Holy cow! Push to outlaw beef in India seen as cultural oppression
As Hindu politicians campaign to ban beef throughout India, critics blast the move as food fundamentalism, unfair on the diverse nation's Muslim, Christian and Dalit populations, reports Amrit Dhillon

It's early morning and Radha Kant Vats is stroking the neck of one of the 140 residents of his "cow shelter", a retirement home for elderly bovines. Against a backdrop of noisy evacuation, he explains why he reveres the animal.

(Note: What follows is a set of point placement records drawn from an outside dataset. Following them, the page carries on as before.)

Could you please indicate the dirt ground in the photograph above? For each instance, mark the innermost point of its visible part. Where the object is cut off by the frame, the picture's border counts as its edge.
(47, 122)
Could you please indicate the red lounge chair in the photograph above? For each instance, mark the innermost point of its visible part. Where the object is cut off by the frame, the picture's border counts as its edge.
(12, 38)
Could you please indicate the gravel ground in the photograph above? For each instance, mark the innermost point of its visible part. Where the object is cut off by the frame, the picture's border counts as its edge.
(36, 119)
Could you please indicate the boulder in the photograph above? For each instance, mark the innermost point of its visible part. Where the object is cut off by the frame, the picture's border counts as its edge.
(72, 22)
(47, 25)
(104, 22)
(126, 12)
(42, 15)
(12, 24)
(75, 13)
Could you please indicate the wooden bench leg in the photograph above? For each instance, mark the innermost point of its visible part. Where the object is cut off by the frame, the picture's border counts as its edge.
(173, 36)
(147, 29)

"The cow is the most useful animal in the world. It gives us milk, its dung can be used as fuel, its urine has disinfecting properties, when it dies we can use every part of her body. It's a mother in the way it nurtures us all."
As he walks around the shelter, in Geeta Colony, in east Delhi, feeding some, touching the heads of others as though blessing them, Vats, an ayurvedic doctor, laments, "Indians are no longer drinking enough cow milk. This is ruining our mental and physical health, [disrupting] our haemoglobin levels, giving us autoimmune diseases and causing road rage, divorce, diabetes and rape. But …," he shakes his head sadly, "the elite don't understand this."

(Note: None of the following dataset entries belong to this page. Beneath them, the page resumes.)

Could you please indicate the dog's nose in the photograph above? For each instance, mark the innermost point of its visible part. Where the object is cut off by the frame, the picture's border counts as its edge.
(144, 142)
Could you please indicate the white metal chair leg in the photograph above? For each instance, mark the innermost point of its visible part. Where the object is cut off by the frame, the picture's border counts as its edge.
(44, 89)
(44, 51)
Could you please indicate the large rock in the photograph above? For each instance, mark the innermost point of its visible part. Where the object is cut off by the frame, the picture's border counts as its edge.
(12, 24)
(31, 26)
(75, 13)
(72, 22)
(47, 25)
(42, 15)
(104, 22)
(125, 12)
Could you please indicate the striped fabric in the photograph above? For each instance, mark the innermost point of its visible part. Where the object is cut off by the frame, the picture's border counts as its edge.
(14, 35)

Vats is surrounded by young men who hang on his every word. When they hear of a cow being taken to slaughter (a practice that is banned in the Indian capital), they give chase on scooters and, if they manage to catch the vehicle being used, they drag the driver and other culprits to the police station and bring the rescued beast to the shelter.
Throughout the day, residents of Geeta Colony, a noisy, crowded, scruffy neighbourhood, pop into the shelter with food scraps, making a point of feeding some of the cows themselves. It's a gesture of affection and Vats watches approvingly.
"I've been taught from childhood that the cow has a special status, so I bring some leftovers every morning on my way to the metro station," says 24-year-old com-puter engineer Akash Gupta, as he pats the animal he has just fed.